Jeremy Bentham, Shell's chief economist, said that politics and regulation are the key factors in cutting carbon dioxide emissions. The role of technology is key, but it is not a silver bullet and he predicted nuclear power would play a small role.
Shell reckons that a carbon dioxide price of between €50 and €100 per tonne would drive investment in carbon capture and storage (CCS) schemes, essential to carbon emission reduction. Mr Bentham said that a CO2 price closer to €100 per tonne, more than four times the current price on Europe's Emissions Trading System, will be needed to launch the initial CCS projects.
Shell's stark challenge to politicians emerged yesterday in the publication of its energy scenarios to 2050. Mr Bentham said that Shell was publicising its conclusion about the role of regulation because government action needed to be taken urgently. “The next five years are critical and will decide which path the world takes,” he said.
Shell's plea for more regulation came as the chief executive of Total separately expressed concern about the uncertainty in European climate change regulation. Christophe de Margerie said yesterday there was too much optimism in the European Commission's plans for renewables and he suggested that Europe's carbon trading systems was still “a project”. Referring to renewable targets, he said: “There is a gap between what [targets] we have and what is do-able. We can't invent things just because we like it.”
According to Shell, the world could move along two paths, which it called Scramble and Blueprint.
In the Scramble scenario nations and companies compete for resources, while governments choose cheap and easy options. There is a flight to coal by power generators seeking cheap fuel and to primitive biofuels, such as ethanol. Shell predicts a “triple crunch” after 2020 when further growth in coal and oil and gas demand becomes unsustainable.

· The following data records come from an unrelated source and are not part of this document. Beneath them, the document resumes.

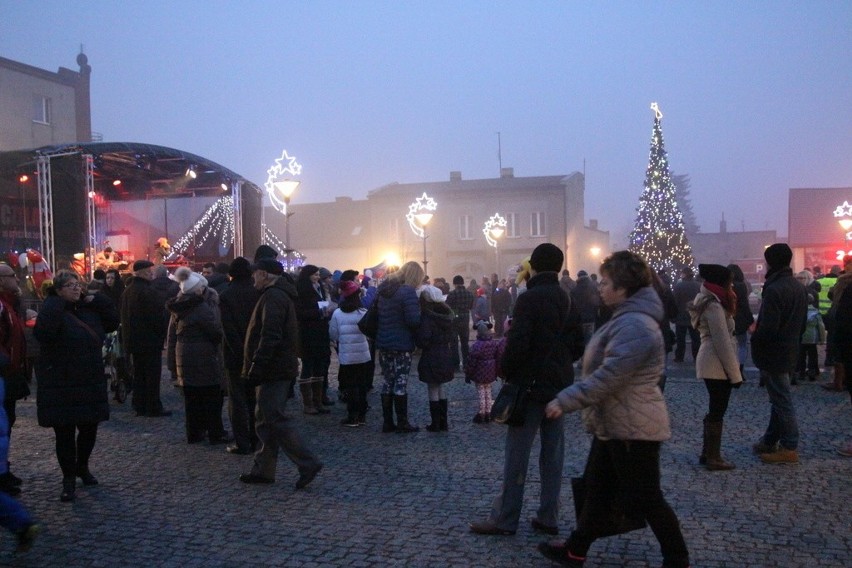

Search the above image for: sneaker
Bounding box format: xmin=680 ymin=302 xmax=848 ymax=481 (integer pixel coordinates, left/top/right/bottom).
xmin=751 ymin=439 xmax=778 ymax=456
xmin=760 ymin=448 xmax=799 ymax=464
xmin=538 ymin=539 xmax=586 ymax=568
xmin=837 ymin=440 xmax=852 ymax=458
xmin=15 ymin=524 xmax=41 ymax=554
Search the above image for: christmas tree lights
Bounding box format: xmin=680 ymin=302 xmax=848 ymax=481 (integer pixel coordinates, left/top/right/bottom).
xmin=629 ymin=103 xmax=695 ymax=274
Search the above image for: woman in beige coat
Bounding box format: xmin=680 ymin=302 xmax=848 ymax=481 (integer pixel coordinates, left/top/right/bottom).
xmin=689 ymin=264 xmax=743 ymax=471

“Scramble seeks to pursue business as usual, but it cannot be sustained,” said Mr Bentham. Energy prices would be highly volatile.
In the Blueprint scenario, carbon pricing is established early and the world moves more rapidly to electrification and energy efficiency.
Mr Bentham said that more regulation was not an obvious benefit for an energy company such as Shell. However, Shell's plea was “important from an environmental point of view and a humanitarian point of view”.
Governments also needed to guarantee carbon capture and storage schemes on a vast scale. By 2050, Shell reckons that the world will need to achieve carbon capture for 90 per cent of power generation in the developed world and 50 per cent in the developing world.
“We need thousands of power stations fitted with CCS. You need a regulatory framework to do that,” said Mr Bentham. In addition, government regulations on energy efficiency for buildings, renewable energy laws and the regulation of transport fuels will be needed.
Mr Bentham cites the EU's adoption of biofuels targets without proper specification as “not a good move”. Under Shell's Scramble scenario, demand for conventional biofuels surges while under the Blueprint scenario, biofuel consumption is weaker as the world shifts to second-generation biofuels and more electrification of vehicles.
Shell is sceptical of the role of nuclear power, arguing that the task of decommissioning and replacing old stations while expanding the fleet was too great.
“The nuclear industry has been wiped out - you have to recreate it. It has its own limits. It's not a silver bullet.”